September 28, 2012
City teenagers who knew they would get cash bonuses if they did better in school spent less time socializing and more time studying, according to a new study.
But the pattern held true only for teens who were already “academically inclined,” according to the researchers who conducted the analysis, the latest in a series of studies about a city incentives experiment that was conducted from 2007 to 2010.
The program, called Opportunity NYC, offered families payments for different behaviors related to education, health care, and work. For example, families got $200 for each member who had annual physical exam, and adults received $150 a month for maintaining a full-time job.
The program ended in 2010 after generating a rich set of data that researchers are continuing to mine. A first look at the program’s results last year found little to no impact of cash incentives on children’s education.
But the latest analysis, completed by the research firm MDRC, looked only at families with teenagers and focused on behaviors that the incentives weren’t actually designed to influence. It finds that teens who were generally on track in school who had been promised cash for improved academic performance spent more time on homework and other academically oriented activities, forgoing social time in the process.
Teens who had already fallen behind in school did not change their behavior because of the incentives, the researchers found. Those teens continued dividing their time in the same way among school activities, work, and watching TV, and socializing.
“More attention needs to be paid to redesigning incentives that would be effective for nonproficient teenagers,” the researchers conclude.
The researchers, all professors at New York University, suggest that one takeaway from their study is that future experiments into incentives might focus on targeting “pathways of influence” rather than outcomes alone.

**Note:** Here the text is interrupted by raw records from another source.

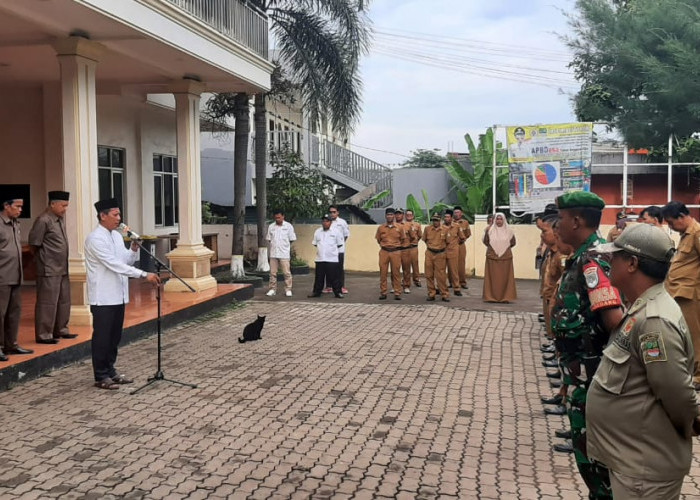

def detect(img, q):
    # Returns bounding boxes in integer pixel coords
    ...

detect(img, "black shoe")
[5,346,33,355]
[307,293,321,298]
[544,405,567,416]
[549,380,562,388]
[441,297,450,302]
[546,371,561,379]
[454,291,463,296]
[55,333,78,339]
[538,313,545,323]
[542,360,559,368]
[541,342,552,348]
[540,345,555,353]
[542,354,556,361]
[555,429,571,439]
[394,295,401,300]
[426,296,435,301]
[334,293,344,299]
[553,441,574,453]
[379,294,387,300]
[414,282,422,287]
[0,351,7,362]
[540,394,563,405]
[37,339,59,345]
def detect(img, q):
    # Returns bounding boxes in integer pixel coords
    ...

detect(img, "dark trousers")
[314,262,341,295]
[338,252,345,288]
[35,275,71,341]
[91,304,126,382]
[0,284,21,350]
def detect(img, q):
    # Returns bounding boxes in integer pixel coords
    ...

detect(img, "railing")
[164,0,268,58]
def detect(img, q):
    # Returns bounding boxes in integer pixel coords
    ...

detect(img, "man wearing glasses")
[326,205,350,294]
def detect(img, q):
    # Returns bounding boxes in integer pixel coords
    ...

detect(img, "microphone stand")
[129,237,197,395]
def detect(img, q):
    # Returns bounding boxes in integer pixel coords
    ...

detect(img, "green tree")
[566,0,700,149]
[267,145,335,222]
[401,149,449,169]
[206,0,371,276]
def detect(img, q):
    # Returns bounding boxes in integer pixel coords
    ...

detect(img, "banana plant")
[405,190,451,224]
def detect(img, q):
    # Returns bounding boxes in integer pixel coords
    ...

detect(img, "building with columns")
[0,0,272,325]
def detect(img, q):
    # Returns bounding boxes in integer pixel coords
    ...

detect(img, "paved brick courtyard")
[2,298,700,499]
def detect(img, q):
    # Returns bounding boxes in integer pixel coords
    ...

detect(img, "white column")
[164,80,216,292]
[54,37,104,326]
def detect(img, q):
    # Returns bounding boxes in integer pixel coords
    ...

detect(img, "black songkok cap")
[385,207,395,215]
[445,209,454,216]
[0,186,23,205]
[49,191,70,201]
[94,198,119,213]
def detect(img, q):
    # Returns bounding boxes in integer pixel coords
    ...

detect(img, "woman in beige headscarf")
[482,212,517,302]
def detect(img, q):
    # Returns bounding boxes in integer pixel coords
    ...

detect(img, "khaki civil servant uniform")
[542,247,567,338]
[402,221,422,288]
[375,223,406,297]
[0,212,23,351]
[587,283,698,497]
[29,209,71,342]
[444,222,466,293]
[422,224,448,299]
[664,218,700,382]
[453,218,472,287]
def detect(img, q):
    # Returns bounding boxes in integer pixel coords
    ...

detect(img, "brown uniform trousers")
[454,219,472,287]
[422,225,448,299]
[444,223,466,293]
[664,218,700,382]
[0,213,23,351]
[376,223,406,296]
[402,221,422,288]
[29,210,71,341]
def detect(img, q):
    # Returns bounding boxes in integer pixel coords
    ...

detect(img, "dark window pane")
[154,175,163,226]
[113,172,124,215]
[112,149,123,168]
[164,156,173,173]
[98,168,111,200]
[174,176,179,224]
[172,157,178,173]
[164,174,174,226]
[98,147,109,167]
[153,155,162,172]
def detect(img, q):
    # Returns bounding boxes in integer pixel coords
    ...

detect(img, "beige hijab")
[487,212,514,257]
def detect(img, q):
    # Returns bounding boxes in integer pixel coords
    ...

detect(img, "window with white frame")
[97,146,125,217]
[153,154,179,227]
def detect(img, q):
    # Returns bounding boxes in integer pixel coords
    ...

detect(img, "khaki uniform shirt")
[28,209,69,277]
[443,223,465,255]
[0,212,22,286]
[665,218,700,300]
[422,224,447,251]
[454,218,472,242]
[405,221,422,246]
[375,223,406,250]
[542,247,567,301]
[587,283,698,480]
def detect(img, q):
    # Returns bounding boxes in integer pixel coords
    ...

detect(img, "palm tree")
[207,0,371,277]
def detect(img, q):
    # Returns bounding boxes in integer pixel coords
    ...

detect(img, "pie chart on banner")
[532,161,561,188]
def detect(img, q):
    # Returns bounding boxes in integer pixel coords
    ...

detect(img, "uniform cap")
[536,203,559,223]
[556,191,605,210]
[594,224,675,262]
[394,207,404,214]
[48,191,70,201]
[94,198,119,213]
[321,214,331,221]
[385,207,395,215]
[616,211,628,220]
[431,213,441,221]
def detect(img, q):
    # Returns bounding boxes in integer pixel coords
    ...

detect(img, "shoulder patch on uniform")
[621,317,636,336]
[640,332,667,364]
[583,266,599,289]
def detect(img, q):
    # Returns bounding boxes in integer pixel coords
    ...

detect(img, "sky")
[350,0,580,167]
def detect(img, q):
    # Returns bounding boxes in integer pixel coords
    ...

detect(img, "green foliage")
[361,189,391,210]
[405,191,450,224]
[565,0,700,151]
[266,145,334,222]
[443,128,509,223]
[201,202,227,224]
[401,149,449,169]
[647,135,700,163]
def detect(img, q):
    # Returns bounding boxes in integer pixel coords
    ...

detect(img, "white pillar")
[164,80,216,292]
[54,37,104,326]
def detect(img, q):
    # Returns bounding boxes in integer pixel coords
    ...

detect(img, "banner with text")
[506,122,593,213]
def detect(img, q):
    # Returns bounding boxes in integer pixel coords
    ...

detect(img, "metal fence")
[164,0,268,58]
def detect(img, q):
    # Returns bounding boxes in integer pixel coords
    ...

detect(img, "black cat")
[239,315,266,343]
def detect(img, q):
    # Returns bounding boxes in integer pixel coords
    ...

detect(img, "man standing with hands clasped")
[85,198,160,390]
[265,209,297,297]
[587,223,700,499]
[29,191,77,344]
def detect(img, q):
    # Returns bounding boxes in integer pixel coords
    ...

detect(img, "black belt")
[427,248,445,254]
[381,247,400,252]
[411,244,419,248]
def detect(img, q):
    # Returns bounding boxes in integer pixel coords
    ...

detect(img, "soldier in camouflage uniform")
[550,191,623,499]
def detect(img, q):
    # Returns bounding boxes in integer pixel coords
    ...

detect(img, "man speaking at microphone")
[85,198,159,390]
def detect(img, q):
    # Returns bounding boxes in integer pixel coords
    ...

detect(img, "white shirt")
[266,220,297,259]
[85,225,142,305]
[331,217,350,253]
[312,227,343,263]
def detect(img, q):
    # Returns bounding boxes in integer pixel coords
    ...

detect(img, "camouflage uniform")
[551,232,622,500]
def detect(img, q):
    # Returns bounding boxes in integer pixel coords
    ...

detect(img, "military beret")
[556,191,605,210]
[385,207,395,215]
[49,191,70,201]
[594,224,675,262]
[94,198,119,213]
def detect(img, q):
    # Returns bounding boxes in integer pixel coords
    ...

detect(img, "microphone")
[118,223,141,240]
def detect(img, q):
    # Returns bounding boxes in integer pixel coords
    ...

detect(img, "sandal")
[112,374,133,384]
[95,378,119,390]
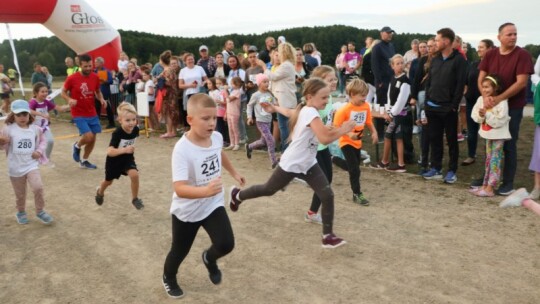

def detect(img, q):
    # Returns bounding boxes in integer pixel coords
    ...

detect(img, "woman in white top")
[262,42,297,151]
[178,53,208,112]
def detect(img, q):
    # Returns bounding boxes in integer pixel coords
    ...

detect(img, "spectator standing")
[197,45,217,79]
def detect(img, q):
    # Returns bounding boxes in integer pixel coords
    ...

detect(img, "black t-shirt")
[106,126,139,166]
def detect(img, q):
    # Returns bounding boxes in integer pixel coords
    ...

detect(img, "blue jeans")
[277,113,289,151]
[501,107,523,188]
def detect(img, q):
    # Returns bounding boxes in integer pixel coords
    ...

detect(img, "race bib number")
[119,138,136,148]
[13,135,34,155]
[349,110,367,125]
[196,153,221,186]
[348,59,357,68]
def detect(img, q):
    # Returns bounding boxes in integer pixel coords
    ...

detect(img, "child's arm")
[0,128,9,148]
[30,109,49,119]
[389,83,411,117]
[221,151,246,186]
[107,145,135,157]
[471,97,485,124]
[32,127,47,159]
[368,122,378,144]
[174,178,223,199]
[260,102,294,117]
[246,96,256,125]
[311,117,355,145]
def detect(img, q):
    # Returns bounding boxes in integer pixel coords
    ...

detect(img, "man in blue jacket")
[422,28,468,184]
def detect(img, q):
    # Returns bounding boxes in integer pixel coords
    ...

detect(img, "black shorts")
[0,93,9,99]
[384,115,406,140]
[105,160,138,181]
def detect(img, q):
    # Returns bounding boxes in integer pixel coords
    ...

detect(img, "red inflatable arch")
[0,0,121,71]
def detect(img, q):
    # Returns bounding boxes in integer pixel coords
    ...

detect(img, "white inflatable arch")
[0,0,121,71]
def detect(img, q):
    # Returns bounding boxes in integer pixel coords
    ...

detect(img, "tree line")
[1,25,538,77]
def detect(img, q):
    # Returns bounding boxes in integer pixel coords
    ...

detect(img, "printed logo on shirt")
[80,82,92,98]
[119,138,136,148]
[349,110,367,125]
[196,153,221,186]
[14,138,34,154]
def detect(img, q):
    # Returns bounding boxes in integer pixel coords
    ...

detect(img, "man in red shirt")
[61,54,106,169]
[478,22,534,195]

“For example, rather than incentivizing academic achievement as measured by standardized tests, rewards could offer students incentives for grade point averages or homework,” they write. “Or they could encourage students to attend academic tutoring programs or to join academic clubs, which have been shown to improve academic achievement and might change the way students approach schooling more effectively.”
It’s not a wholly original suggestion. Roland Fryer, a sociologist who designed two different incentive programs that the city Department of Education abandoned because they were not boosting test scores, said last year that he had concluded that incentives are most effective when they are meant to spur behavior, not reward scores. The new Opportunity NYC analysis lends one data point to Fryer’s camp.
The finding makes an interesting juxtaposition with a study from the 1960′s that examined the effective of low-stakes incentives — M&M’s — on children’s performance on IQ tests. In that study, discussed in Paul Tough’s “How Children Succeed,” when students who had previously taken an IQ test were offered one piece of candy for every correct answer on a subsequent test, their scores increased, on average, by 12 points. The effect was strongest for the lowest-performing students, the researchers found at the time.
That test looked at performance, not behaviors, and there was no lag between completing the desired action and receiving a reward.